Nei Comuni di Paternò, Adrano e Acireale i lavoratori agricoli iscritti negli elenchi anagrafici sono - complessivamente - settemila. Dei quali solo 450 sono stranieri. Numeri troppo bassi per rispecchiare la realtà della raccolta degli agrumi in Sicilia orientale, un mondo sommerso affollato da centinaia di persone
Agricoltura, i dati sul lavoro nero dei braccianti Cgil: «Servono riforme e ammortizzatori sociali»

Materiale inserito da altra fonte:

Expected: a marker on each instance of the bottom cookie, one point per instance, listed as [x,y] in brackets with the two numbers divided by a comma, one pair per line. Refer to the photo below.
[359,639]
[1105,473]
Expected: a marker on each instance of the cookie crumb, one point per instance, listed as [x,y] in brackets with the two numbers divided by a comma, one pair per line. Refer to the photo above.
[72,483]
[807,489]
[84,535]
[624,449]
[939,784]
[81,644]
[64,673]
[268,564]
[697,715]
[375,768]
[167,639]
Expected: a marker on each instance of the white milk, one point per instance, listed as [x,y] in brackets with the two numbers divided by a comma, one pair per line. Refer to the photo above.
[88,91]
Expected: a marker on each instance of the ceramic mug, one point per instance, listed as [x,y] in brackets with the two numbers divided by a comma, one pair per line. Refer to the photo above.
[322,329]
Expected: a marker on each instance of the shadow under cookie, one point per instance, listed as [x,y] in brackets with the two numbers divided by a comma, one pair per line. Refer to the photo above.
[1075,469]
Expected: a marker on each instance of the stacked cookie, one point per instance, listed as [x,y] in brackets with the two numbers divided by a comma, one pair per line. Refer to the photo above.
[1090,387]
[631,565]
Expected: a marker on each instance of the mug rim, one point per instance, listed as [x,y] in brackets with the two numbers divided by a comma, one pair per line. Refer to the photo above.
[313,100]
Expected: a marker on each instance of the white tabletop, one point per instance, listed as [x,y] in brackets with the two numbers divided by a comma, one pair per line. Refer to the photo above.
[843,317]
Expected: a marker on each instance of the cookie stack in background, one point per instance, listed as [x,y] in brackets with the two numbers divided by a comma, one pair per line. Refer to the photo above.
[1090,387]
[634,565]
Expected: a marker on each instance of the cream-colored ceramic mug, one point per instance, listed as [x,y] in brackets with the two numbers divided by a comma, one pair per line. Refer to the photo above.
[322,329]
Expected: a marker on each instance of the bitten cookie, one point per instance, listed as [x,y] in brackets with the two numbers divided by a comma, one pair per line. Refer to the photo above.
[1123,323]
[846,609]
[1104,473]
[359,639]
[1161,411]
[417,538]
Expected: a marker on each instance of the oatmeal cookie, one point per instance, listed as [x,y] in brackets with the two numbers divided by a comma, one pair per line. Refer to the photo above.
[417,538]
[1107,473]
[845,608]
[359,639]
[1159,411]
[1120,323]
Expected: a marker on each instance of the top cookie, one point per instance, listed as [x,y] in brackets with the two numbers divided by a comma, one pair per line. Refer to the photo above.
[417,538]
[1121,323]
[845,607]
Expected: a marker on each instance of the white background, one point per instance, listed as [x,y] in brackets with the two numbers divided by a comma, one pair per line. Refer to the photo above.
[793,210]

Negli elenchi anagrafici di Paternò sono iscritti 2568 braccianti agricoli. Di questi, solo 271 sono stranieri e risultano impiegati, in media, per 30 giornate lavorative l’anno. Ma il numero che spicca, nei dati diffusi dalla Flai Cgil questa mattina, è quello che non c’è: perché sono centinaia gli immigrati sfruttati ogni giorno nella raccolta degli agrumi nelle campagne paternesi. Una trentina di loro, per esempio, sono stati sfollati una decina di giorni fa dalla tendopoli in cui si erano stabiliti per arrivare più facilmente a lavoro, all’alba. E molti altri vengono reclutati tutti i giorni in piazza, assunti a giornata e, com’è evidente, pagati in nero. La denuncia del sindacato arriva pochi giorni prima della presentazione, al teatro Sangiorgi il prossimo 12 marzo, della videoinchiesta sul lavoro clandestino e l’agricoltura a Catania dal titolo Terranera. E anticipa anche alcune proposte da consegnare al governo «per il rilancio dell’intero comparto agricolo». «Ormai nessuno può più fare finta di non vedere o di non ascoltare», afferma Alfio Mannino, segretario generale della Flai Cgil etnea.
Ad Adrano, Comune poco distante da Paternò e altrettanto a vocazione agricola, gli iscritti negli elenchi anagrafici sono 3201. Di questi solo 120 stranieri, 58 rumeni, 15 marocchini e 19 tunisini. Ad Acireale, gli iscritti totali sono 979, con 66 stranieri. Dei quali 49 rumeni, 12 bulgari e cinque tunisini. «Nel nostro lavoro di sindacato di strada, quello che più ci ha colpiti è stata la sfiducia di questi lavoratori, che non si aspettano nessun aiuto e nessun controllo», prosegue Mannino. «Lo Stato si è arreso, anzi, si è ritirato», interviene Giacomo Rota, segretario generale della Camera del lavoro catanese. «Il comparto agricolo siciliano è nelle mani di gentaglia, faccendieri e delinquenti. Gli extracomunitari e i neocomunitari vengono spremuti come limoni. E tutto questo serve solo a fomentare una guerra tra poveri, in cui i siciliani se la prendono con gli immigrati perché pensano che il lavoro lo rubino», sostiene Rota.
A mancare, secondo i sindacalisti, è la presenza delle istituzioni, colpevoli di aver chiuso gli occhi troppo a lungo di fronte alla gestione del settore agrumicolo. «È impensabile che aziende che usano caporali e sfruttano il lavoro nero poi possano anche percepire sovvenzioni statali. I controlli servono a questo: a evidenziare le sacche di illegalità e a cercare i modi per combatterla – conferma Mannino – Ma se controlli non se ne fanno…». Ed è su questo tema che la Cgil promette battaglia in parlamento. In primo luogo, servirebbero una riforma del mercato del lavoro in agricoltura «che consenta un controllo rispetto alle procedure delle assunzioni» e una riforma degli ammortizzatori sociali «che preveda un sostegno per i braccianti agricoli che non riescono a maturare il diritto a percepire l’indennità di disoccupazione». «Aggiungiamo – prosegue Mannino – che è impensabile che un bracciante debba andare in pensione a 67 anni».